Autonomous robots drill a 50ha maize crop

Controlled by an app, a French technology company has built three highly accurate robots that are cultivating, drilling and caring for a 50ha crop of maize, completely autonomously.

The project – called Challenge Centeol – is taking place in Burgundy, headed by AgreenCulture, and bears some similarities to the Hands Free Hectare project, run by Harper Adams in the UK, which is now in its second year. 

AgreenCulture’s primary focus is to reduce soil footprint and care for the soil, while maintaining yields and reducing inputs.

See also: Video: Crop emerges in second year of Hands Free Hectare project

The three Centeol robots each weigh a tiny 300kg and have been created and built by the team at AgreenCulture, along with partners including machinery firm Kuhn, seed specialist Dupont Pioneer and technology engineering firm Ausy, among others.
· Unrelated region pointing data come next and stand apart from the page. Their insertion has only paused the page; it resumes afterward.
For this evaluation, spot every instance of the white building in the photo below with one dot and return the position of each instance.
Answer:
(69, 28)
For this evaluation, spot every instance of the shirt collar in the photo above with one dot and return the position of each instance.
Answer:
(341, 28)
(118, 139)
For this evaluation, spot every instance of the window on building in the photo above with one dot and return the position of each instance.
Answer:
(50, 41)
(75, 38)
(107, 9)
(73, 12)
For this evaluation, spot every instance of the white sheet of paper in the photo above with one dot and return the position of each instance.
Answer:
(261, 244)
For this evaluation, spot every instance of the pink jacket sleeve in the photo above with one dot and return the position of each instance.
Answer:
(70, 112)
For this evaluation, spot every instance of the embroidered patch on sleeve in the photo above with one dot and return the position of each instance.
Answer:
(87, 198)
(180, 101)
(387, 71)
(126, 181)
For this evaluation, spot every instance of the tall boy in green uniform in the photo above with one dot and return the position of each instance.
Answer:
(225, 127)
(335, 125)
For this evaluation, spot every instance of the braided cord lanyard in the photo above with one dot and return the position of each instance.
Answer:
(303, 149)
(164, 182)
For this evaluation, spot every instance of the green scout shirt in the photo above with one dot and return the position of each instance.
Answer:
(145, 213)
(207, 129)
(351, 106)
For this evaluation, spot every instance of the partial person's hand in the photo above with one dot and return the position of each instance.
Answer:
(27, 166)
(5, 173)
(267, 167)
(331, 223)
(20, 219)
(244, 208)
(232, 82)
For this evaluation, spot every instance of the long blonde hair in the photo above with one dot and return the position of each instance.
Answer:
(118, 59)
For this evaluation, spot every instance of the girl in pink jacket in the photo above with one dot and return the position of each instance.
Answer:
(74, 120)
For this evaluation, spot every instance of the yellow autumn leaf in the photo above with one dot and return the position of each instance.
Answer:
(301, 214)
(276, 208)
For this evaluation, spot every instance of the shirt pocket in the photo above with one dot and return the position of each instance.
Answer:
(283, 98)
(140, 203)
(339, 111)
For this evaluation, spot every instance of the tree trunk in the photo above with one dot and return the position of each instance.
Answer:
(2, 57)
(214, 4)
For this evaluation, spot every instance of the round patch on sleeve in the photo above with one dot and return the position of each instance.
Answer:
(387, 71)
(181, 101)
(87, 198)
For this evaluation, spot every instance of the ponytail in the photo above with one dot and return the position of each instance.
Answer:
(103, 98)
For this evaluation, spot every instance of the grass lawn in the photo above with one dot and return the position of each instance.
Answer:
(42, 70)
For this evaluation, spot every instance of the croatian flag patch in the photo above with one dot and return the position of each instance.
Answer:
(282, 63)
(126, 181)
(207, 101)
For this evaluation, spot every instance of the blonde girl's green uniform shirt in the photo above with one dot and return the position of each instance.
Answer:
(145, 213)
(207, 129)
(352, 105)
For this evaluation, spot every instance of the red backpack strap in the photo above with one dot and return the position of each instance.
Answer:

The robots, which have Fendt-like bonnet styling, run from diesel engines and all sit on twin tracks, meaning ground pressure is kept to a minimum.


The project began in October 2017, when a specially adapted tool was attached to the robot, which took soil samples every five meters to help reduce inputs when drilling and fertilising.

Two robots then used a specially built strip cultivator so only the soil the seed would be planted in was moved. The robots were all fitted with their own RTK systems working to 10mm precision, from maps already in place or ones they produced themselves.

In April 2018, all three robots worked simultaneously in the same field. The first one dropped fertiliser in the cultivated strips and worked from soil analysis maps to add the correct amount for the varying soils, before its two siblings followed behind with drills.

Planting speeds of about 8kph has been achieved. However, because of the wet weather experienced in southern France this spring, the progress has been slow and the drilling is yet to be completed.

Future plans for the crop will be a dose of post-emergence nitrogen about a month after drilling, before three further inter-row weeding operations by two robots in the run-up to harvest.

The weeding takes the place of any further chemical control methods.  

There are five different tools that attach to the tracked robots, which have a 24-hour autonomous run time, which means the only human-controlled job will be harvesting the crop later in the year.